O motorista Oliveira, mesmo baleado, conseguiu fugir do local com o carro e foi socorrido. Levado até o Hospital de Base de Brasília, Oliveira não resistiu e faleceu. Antes de morrer, descreveu uma emboscada: um automóvel parou o carro da equipe e homens fortemente armados teriam descido e fuzilado os fiscais. Os auditores fiscais morreram na hora.
O inquérito apontou que a motivação do crime foi o incômodo provocado pelas multas impostas à família de fazendeiros, sendo que o auditor fiscal do trabalho Nelson José da Silva era o alvo principal. Ele já havia aplicado cerca de R$ 2 milhões em infrações por sistematicamente descumprirem as leis.
Mesmo após ser vinculado à chacina, Antério foi eleito prefeito de Unaí, em 2004, com 72,37% dos votos válidos. E reeleito em 2008. Em novembro de 2008, chegou a ser um dos condecorados com a Medalha da Ordem do Mérito Legislativo, em cerimônia promovida pela Assembleia Legislativa de Minas Gerais.
Antério foi condenado 100 anos de prisão, em 2015, mas teve o julgamento anulado. Em maio do ano passado, foi condenado novamente a 64 anos.
Aguardando o processo em liberdade, ele pediu votos à reeleição de Jair Bolsonaro no ano passado através de um vídeo que circulou pelas redes sociais.
Trabalho escravo contemporâneo no Brasil
A Lei Áurea aboliu a escravidão formal em maio de 1888, o que significou que o Estado brasileiro não mais reconhece que alguém seja dono de outra pessoa. Persistiram, contudo, situações que transformam pessoas em instrumentos descartáveis de trabalho, negando a elas sua liberdade e dignidade.

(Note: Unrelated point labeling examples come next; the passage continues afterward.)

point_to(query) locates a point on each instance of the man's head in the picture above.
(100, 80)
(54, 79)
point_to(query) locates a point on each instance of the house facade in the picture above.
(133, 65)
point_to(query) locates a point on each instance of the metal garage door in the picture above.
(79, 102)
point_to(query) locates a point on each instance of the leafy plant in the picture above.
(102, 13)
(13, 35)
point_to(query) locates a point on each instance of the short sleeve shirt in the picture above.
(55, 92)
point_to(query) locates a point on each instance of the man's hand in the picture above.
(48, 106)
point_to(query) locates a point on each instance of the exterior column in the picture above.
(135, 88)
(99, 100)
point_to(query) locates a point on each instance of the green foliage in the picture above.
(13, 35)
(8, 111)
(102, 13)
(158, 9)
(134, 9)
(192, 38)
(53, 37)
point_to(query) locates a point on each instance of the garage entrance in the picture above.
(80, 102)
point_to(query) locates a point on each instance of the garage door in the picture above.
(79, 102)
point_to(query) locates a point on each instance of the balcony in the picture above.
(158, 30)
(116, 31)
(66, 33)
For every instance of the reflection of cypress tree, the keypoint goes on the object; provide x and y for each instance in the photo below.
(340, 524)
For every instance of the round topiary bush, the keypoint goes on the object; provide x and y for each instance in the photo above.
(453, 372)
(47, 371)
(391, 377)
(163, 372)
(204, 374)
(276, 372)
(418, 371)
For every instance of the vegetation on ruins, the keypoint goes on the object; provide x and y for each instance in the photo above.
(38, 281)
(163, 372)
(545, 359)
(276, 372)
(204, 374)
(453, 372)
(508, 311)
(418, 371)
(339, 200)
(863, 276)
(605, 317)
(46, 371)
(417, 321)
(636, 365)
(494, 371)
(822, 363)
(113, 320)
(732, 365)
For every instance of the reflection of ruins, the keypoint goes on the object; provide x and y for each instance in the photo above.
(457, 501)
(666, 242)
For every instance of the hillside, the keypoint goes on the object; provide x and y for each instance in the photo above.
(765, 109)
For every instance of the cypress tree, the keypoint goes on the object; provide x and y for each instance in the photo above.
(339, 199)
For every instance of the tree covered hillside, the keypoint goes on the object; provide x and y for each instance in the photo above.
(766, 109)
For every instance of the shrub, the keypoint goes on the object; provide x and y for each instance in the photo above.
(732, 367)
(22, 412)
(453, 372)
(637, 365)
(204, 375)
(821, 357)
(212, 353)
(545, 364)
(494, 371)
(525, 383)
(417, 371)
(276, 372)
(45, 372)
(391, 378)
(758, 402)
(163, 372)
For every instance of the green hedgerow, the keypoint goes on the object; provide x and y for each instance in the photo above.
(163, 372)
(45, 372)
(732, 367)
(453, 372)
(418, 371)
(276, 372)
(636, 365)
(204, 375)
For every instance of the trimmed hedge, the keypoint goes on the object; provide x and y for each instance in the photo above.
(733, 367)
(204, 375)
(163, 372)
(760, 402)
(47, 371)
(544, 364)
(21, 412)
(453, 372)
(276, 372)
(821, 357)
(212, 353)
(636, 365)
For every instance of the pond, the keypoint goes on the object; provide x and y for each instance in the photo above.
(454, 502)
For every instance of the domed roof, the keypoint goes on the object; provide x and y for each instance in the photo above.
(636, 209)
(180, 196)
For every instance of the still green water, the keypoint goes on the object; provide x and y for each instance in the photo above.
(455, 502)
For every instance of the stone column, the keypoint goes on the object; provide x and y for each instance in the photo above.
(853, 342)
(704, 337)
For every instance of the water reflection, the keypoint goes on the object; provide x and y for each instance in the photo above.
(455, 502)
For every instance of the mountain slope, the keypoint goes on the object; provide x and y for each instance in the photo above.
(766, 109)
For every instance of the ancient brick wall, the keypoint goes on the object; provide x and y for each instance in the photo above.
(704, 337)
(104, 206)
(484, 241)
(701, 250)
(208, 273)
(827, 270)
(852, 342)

Desde a década de 1940, a legislação brasileira prevê a punição a esse crime. A essas formas dá-se o nome de trabalho escravo contemporâneo, escravidão contemporânea, condições análogas às de escravo.
De acordo com o artigo 149 do Código Penal, quatro elementos podem definir escravidão contemporânea por aqui: trabalho forçado (que envolve cerceamento do direito de ir e vir), servidão por dívida (um cativeiro atrelado a dívidas, muitas vezes fraudulentas), condições degradantes (trabalho que nega a dignidade humana, colocando em risco a saúde e a vida) ou jornada exaustiva (levar ao trabalhador ao completo esgotamento dado à intensidade da exploração, também colocando em risco sua saúde e vida).
Os mais de 61,7 mil trabalhadores resgatados, desde 1995, estavam em fazendas de gado, soja, algodão, café, frutas, erva-mate, batatas, cebola, sisal, na derrubada de mata nativa, na produção de carvão para a siderurgia, na extração de caulim e de minérios, na construção civil, em oficinas de costura, em bordéis, entre outras atividades. Em 2021 e 2022, 30 pessoas foram resgatadas por ano do trabalho escravo doméstico.
A pecuária bovina é a principal atividade econômica flagrada desde 1995. Números detalhados sobre as ações de combate ao trabalho escravo podem ser encontrados no Painel de Informações e Estatísticas da Inspeção do Trabalho no Brasil.